Wong Flew Over the Cuckoo’s Nest is by far her most successful performance piece, and has been captured on a DVD recently released by Cinema Libre. Like any experimental theatre piece, it breaks new ground theatrically while also serving as an introduction to some trubling information, the high rates of depression and suicide among Asian American women.
An addictive knitter, now in remission, she surrounds herself with unfinished knitting projects from dozens of friends – and strangers – and with the aid of projected visuals begins the task of explaining what it is like for an Asian woman to make her way in an world full of absurdities. Her performance includes explaining the story-telling arc from exposition to resolution, but for more than an hour she is brought back to the reality that life just doesn’t work that way.
Having already made several forays into her audience to make her point, she finally enlists them in finding a resolution to the crisis of depression and mental health issues that are so often swept under the rug. Wong’s way is not to solve problems, but to open people to their reality and start the dialogue that could lead to its resolution. Many in the audience seemed to find much of her struggle funny, perhaps the younger members who laughed at the absurdity of the conventional and superficial understanding most people have towards depression. For those of us more familiar with the reticence most people have talking about it, the monologue rang true, and touched all the right nerves. In this quest her guests in the audience became more than observers, but participants in Wong’s guerilla theatre.

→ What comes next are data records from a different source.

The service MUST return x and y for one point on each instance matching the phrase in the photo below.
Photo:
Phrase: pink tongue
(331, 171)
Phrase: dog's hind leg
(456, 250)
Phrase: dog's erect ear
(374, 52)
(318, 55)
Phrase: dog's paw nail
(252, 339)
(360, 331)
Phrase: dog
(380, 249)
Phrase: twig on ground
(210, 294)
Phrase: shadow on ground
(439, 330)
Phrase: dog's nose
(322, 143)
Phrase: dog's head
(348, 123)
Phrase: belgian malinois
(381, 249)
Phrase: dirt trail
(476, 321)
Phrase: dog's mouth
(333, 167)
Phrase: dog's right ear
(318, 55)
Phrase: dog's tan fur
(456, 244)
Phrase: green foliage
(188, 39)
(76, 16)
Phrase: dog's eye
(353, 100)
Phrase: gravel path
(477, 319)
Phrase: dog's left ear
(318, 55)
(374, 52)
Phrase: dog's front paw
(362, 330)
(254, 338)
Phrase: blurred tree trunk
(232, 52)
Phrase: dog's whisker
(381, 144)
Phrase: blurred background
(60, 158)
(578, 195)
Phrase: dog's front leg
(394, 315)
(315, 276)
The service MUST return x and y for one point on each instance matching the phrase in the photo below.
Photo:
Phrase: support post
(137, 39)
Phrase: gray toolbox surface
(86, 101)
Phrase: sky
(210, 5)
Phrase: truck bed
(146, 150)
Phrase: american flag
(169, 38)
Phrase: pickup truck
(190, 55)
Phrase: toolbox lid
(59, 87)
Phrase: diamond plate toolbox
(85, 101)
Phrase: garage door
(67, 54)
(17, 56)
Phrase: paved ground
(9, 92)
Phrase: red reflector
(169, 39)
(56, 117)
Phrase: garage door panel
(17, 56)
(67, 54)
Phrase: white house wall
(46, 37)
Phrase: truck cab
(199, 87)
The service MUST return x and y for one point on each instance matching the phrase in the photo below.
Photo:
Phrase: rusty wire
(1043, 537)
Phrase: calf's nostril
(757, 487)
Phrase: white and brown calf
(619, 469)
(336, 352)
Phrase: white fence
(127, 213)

The DVD is clearly a low budget production, yet the excellence of the cinematography in capturing the details of the performance is superb. You never lose sight of the fact that the story is taking place on a stage, yet the close-ups bring us directly into the world of Kristina Wong as she wrestles with her demons to both understand and control them, and what happens when you don’t.
Wong Flew Over the Cuckoos Nest takes us places that a filmed performance rarely does, it finds comedy in the midst of depresson.
Wong Flew Over the Cuckoo’s Nest. www.cinemalibrestudio.com 80 minutes plus several special features. USA 2013.